Ao chegar a Sacavém acabou-se-lhe o dinheiro. Teve que pedir esmola. Foi
comendo o que lhe ofereciam e lá chegou finalmente a Lisboa. Levara sete dias e
meio na viagem. Lá chegado, arranjou trabalho numa pedreira, nos Prazeres.
O padre Lobato
faleceu vinte e um dias depois do crime, ou seja, a 23/7/1892. Dias antes recebeu-se
na casa de Vilar uma carta anónima, informando que os assassinos residiam em
Lisboa. O cunhado do eclesiástico foi entregar essa carta ao delegado da
comarca. Uma cópia da mesma foi enviada ao Dr. José Manuel da Veiga, comissário
da 3.ª Divisão, em Lisboa. Descobriu-se que o seu autor fora o calceteiro da
Câmara, José Manuel Rodrigues. Escreveu a missiva, segundo ele, porque não
queria que os suspeitos pagassem pelos verdadeiros criminosos. Indicou os
operários que se ausentaram sem qualquer explicação e graças a isso os bandidos
foram descobertos. O melgacense foi capturado na dita pedreira a 2/8/1892. O
“Guerra” «que era, na verdade, o melhor
dos bandidos», perante o interrogatório baixou a cabeça e disse: - «Pois bem! Já vejo que estou perdido. Vou contar
como se passou essa brincadeira.» O Alfredo confirmou mais tarde a
confissão do companheiro. O Fonseca não quis admitir a sua participação no
crime, mas o António Fernandes convenceu-o a confessar com estas palavras: - «Ó homem! Fomos seis a comprar a melancia,
temos todos seis que comê-la. É melhor falar a verdade e não estar para aí a maçar
mais.» Na noite de 9 de Agosto os quatro criminosos (faltava ainda capturar Romão Louzada e João Esteves) foram encaminhados para Melgaço, a fim de serem julgados.
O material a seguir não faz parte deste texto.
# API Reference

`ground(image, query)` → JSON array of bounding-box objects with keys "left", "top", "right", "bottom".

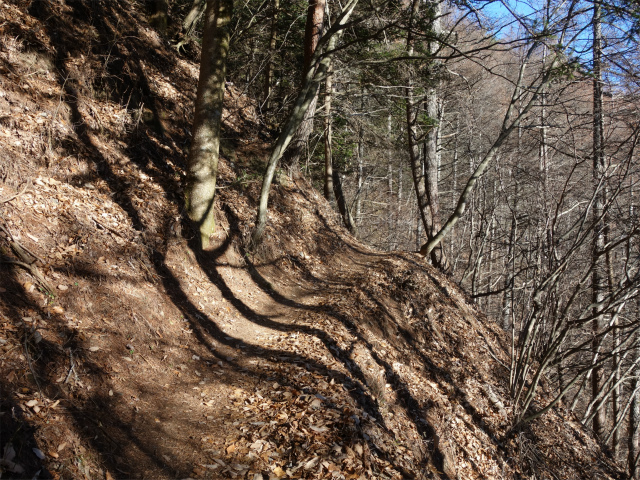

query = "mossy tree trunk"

[{"left": 186, "top": 0, "right": 232, "bottom": 249}]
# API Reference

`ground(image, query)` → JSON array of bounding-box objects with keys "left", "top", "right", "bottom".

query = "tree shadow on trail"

[{"left": 170, "top": 204, "right": 460, "bottom": 478}]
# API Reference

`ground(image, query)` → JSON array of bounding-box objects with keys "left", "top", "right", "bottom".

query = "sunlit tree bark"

[{"left": 185, "top": 0, "right": 232, "bottom": 249}]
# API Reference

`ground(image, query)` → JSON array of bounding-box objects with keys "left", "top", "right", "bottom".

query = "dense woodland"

[
  {"left": 177, "top": 0, "right": 640, "bottom": 474},
  {"left": 0, "top": 0, "right": 640, "bottom": 478}
]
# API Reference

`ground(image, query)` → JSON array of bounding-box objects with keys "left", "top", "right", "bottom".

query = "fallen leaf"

[
  {"left": 272, "top": 466, "right": 286, "bottom": 478},
  {"left": 26, "top": 399, "right": 38, "bottom": 407},
  {"left": 191, "top": 465, "right": 206, "bottom": 477},
  {"left": 309, "top": 425, "right": 329, "bottom": 433},
  {"left": 57, "top": 285, "right": 68, "bottom": 291},
  {"left": 304, "top": 456, "right": 320, "bottom": 470}
]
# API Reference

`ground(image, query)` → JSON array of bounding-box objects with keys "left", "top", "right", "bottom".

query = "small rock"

[{"left": 32, "top": 448, "right": 46, "bottom": 460}]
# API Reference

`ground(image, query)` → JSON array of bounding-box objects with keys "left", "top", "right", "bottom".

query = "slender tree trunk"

[
  {"left": 185, "top": 0, "right": 232, "bottom": 249},
  {"left": 281, "top": 0, "right": 326, "bottom": 176},
  {"left": 630, "top": 311, "right": 640, "bottom": 478},
  {"left": 263, "top": 0, "right": 280, "bottom": 110},
  {"left": 502, "top": 209, "right": 516, "bottom": 330},
  {"left": 422, "top": 51, "right": 449, "bottom": 270},
  {"left": 332, "top": 165, "right": 357, "bottom": 234},
  {"left": 450, "top": 118, "right": 459, "bottom": 270},
  {"left": 591, "top": 0, "right": 607, "bottom": 440},
  {"left": 611, "top": 324, "right": 621, "bottom": 458},
  {"left": 397, "top": 164, "right": 403, "bottom": 248},
  {"left": 323, "top": 59, "right": 334, "bottom": 200},
  {"left": 328, "top": 80, "right": 356, "bottom": 234},
  {"left": 405, "top": 1, "right": 429, "bottom": 255},
  {"left": 356, "top": 109, "right": 364, "bottom": 227},
  {"left": 387, "top": 114, "right": 394, "bottom": 249},
  {"left": 181, "top": 0, "right": 206, "bottom": 43},
  {"left": 628, "top": 187, "right": 639, "bottom": 478}
]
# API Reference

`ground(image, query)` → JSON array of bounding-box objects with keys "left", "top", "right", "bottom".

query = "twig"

[
  {"left": 64, "top": 349, "right": 76, "bottom": 384},
  {"left": 134, "top": 312, "right": 161, "bottom": 338},
  {"left": 0, "top": 181, "right": 31, "bottom": 204},
  {"left": 0, "top": 222, "right": 45, "bottom": 264},
  {"left": 0, "top": 344, "right": 19, "bottom": 359},
  {"left": 92, "top": 217, "right": 131, "bottom": 241},
  {"left": 0, "top": 257, "right": 54, "bottom": 295}
]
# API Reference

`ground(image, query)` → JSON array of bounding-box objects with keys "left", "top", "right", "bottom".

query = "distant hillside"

[{"left": 0, "top": 0, "right": 624, "bottom": 479}]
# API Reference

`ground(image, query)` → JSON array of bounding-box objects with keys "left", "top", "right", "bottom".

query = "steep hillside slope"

[{"left": 0, "top": 1, "right": 624, "bottom": 479}]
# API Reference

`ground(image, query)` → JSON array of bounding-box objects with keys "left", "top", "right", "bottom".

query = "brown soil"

[{"left": 0, "top": 0, "right": 625, "bottom": 479}]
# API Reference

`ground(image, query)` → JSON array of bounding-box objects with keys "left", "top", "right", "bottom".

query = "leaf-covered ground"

[{"left": 0, "top": 0, "right": 625, "bottom": 478}]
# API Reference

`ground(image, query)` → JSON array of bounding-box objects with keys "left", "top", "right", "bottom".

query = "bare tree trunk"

[
  {"left": 404, "top": 0, "right": 448, "bottom": 270},
  {"left": 332, "top": 166, "right": 357, "bottom": 234},
  {"left": 185, "top": 0, "right": 232, "bottom": 249},
  {"left": 502, "top": 208, "right": 516, "bottom": 330},
  {"left": 611, "top": 325, "right": 621, "bottom": 458},
  {"left": 591, "top": 0, "right": 607, "bottom": 440},
  {"left": 281, "top": 0, "right": 326, "bottom": 176},
  {"left": 405, "top": 0, "right": 429, "bottom": 256},
  {"left": 387, "top": 114, "right": 394, "bottom": 249},
  {"left": 356, "top": 111, "right": 364, "bottom": 227},
  {"left": 323, "top": 59, "right": 334, "bottom": 200},
  {"left": 450, "top": 120, "right": 459, "bottom": 270},
  {"left": 422, "top": 54, "right": 449, "bottom": 269},
  {"left": 263, "top": 0, "right": 280, "bottom": 110},
  {"left": 397, "top": 164, "right": 403, "bottom": 249},
  {"left": 177, "top": 0, "right": 206, "bottom": 51},
  {"left": 630, "top": 318, "right": 640, "bottom": 478}
]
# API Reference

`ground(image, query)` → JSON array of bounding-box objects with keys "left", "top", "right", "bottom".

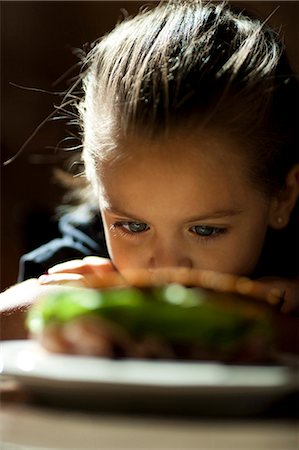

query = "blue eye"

[
  {"left": 116, "top": 222, "right": 149, "bottom": 233},
  {"left": 191, "top": 225, "right": 224, "bottom": 237}
]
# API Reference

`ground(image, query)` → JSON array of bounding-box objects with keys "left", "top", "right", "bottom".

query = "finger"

[
  {"left": 82, "top": 272, "right": 127, "bottom": 288},
  {"left": 82, "top": 256, "right": 115, "bottom": 273},
  {"left": 39, "top": 273, "right": 88, "bottom": 287},
  {"left": 48, "top": 257, "right": 113, "bottom": 275},
  {"left": 39, "top": 271, "right": 126, "bottom": 289},
  {"left": 48, "top": 259, "right": 87, "bottom": 274},
  {"left": 233, "top": 278, "right": 283, "bottom": 306},
  {"left": 257, "top": 278, "right": 299, "bottom": 313}
]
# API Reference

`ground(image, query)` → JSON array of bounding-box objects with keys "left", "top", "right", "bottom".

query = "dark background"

[{"left": 1, "top": 1, "right": 298, "bottom": 290}]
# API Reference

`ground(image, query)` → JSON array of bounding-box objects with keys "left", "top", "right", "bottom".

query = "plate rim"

[{"left": 1, "top": 339, "right": 298, "bottom": 394}]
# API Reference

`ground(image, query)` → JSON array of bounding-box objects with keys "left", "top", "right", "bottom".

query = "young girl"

[{"left": 1, "top": 0, "right": 298, "bottom": 339}]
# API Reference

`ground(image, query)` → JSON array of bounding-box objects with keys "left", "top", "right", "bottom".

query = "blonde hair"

[{"left": 71, "top": 0, "right": 298, "bottom": 206}]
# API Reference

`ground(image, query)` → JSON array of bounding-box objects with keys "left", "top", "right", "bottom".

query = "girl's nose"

[{"left": 148, "top": 247, "right": 193, "bottom": 269}]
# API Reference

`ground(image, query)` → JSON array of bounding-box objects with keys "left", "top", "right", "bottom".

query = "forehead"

[
  {"left": 98, "top": 129, "right": 254, "bottom": 212},
  {"left": 101, "top": 128, "right": 249, "bottom": 179}
]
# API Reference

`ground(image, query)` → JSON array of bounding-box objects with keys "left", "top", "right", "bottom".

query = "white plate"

[{"left": 1, "top": 340, "right": 298, "bottom": 415}]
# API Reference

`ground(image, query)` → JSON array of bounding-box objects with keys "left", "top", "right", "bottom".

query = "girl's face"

[{"left": 97, "top": 130, "right": 273, "bottom": 276}]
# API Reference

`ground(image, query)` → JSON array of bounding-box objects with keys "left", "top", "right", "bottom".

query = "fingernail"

[{"left": 39, "top": 274, "right": 50, "bottom": 284}]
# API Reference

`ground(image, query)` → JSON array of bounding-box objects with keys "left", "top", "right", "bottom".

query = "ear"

[{"left": 269, "top": 164, "right": 299, "bottom": 230}]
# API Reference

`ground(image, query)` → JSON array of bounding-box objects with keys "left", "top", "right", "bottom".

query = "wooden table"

[{"left": 1, "top": 379, "right": 298, "bottom": 450}]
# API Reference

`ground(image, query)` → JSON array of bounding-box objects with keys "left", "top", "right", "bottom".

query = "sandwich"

[{"left": 27, "top": 269, "right": 278, "bottom": 363}]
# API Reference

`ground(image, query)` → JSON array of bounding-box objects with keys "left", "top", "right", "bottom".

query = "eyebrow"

[
  {"left": 104, "top": 206, "right": 147, "bottom": 222},
  {"left": 185, "top": 209, "right": 244, "bottom": 222},
  {"left": 104, "top": 206, "right": 244, "bottom": 222}
]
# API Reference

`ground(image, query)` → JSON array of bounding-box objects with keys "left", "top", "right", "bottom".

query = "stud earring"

[{"left": 277, "top": 217, "right": 283, "bottom": 224}]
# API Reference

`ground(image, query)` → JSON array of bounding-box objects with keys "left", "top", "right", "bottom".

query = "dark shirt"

[
  {"left": 19, "top": 204, "right": 298, "bottom": 281},
  {"left": 18, "top": 208, "right": 109, "bottom": 282}
]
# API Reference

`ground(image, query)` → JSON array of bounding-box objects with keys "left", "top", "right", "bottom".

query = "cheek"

[
  {"left": 199, "top": 224, "right": 267, "bottom": 275},
  {"left": 102, "top": 225, "right": 145, "bottom": 270},
  {"left": 225, "top": 209, "right": 270, "bottom": 274},
  {"left": 108, "top": 240, "right": 146, "bottom": 270},
  {"left": 187, "top": 214, "right": 269, "bottom": 275}
]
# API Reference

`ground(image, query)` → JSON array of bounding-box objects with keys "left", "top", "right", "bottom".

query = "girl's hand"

[
  {"left": 0, "top": 279, "right": 79, "bottom": 340},
  {"left": 48, "top": 256, "right": 115, "bottom": 275},
  {"left": 0, "top": 257, "right": 116, "bottom": 340},
  {"left": 38, "top": 256, "right": 123, "bottom": 288},
  {"left": 258, "top": 277, "right": 299, "bottom": 315},
  {"left": 256, "top": 278, "right": 299, "bottom": 354}
]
Seguiram de comboio até Valença, algemados, numa carruagem de 3.ª classe, e
escoltados por vários polícias. O “Guerra”, antes de se meter no comboio, pediu
para falar ao Dr. Veiga: «Sr. Comissário,
só uma coisa lhe suplico – é que tome conta e proteja a minha filhinha que tem
apenas cinco anos.» O Comissário prometeu-lhe que iria tratar disso. //
Nessa altura publicava-se em Melgaço o jornal «Espada do Norte», que sucedera
ao «Melgacense», dirigido por António Avelino Douteiro. // Da cadeia de
Melgaço, pouco segura, foram transferidos para o Porto. Entretanto João Esteves
também foi preso e seguiu para junto dos outros. Apenas o Romão se safou. // O
julgamento, feito no Tribunal de Melgaço, verificou-se a 3/8/1893. // António
Fernandes, o “Guerra”, foi condenado em oito anos de prisão maior celular,
seguido de doze de degredo, ou na alternativa de vinte anos de degredo. Os
outros quatro apanharam oito anos de prisão maior celular, seguida de vinte
anos de degredo, ou na alternativa de vinte e oito anos de degredo. A 7/11/1893
confirmou-se a sentença, e a 24/1/1894 os cinco criminosos recolheram à
Penitenciária. // Em 1897 António Fernandes ainda se encontrava na Penitenciária
de Lisboa. Nada mais sei dele.
/// (*) No
«Correio de Melgaço» n.º 236, de 11/2/1917, fala-se no António Fernandes,
chamando-lhe «celerado “Bera”», em lugar de “Guerra”.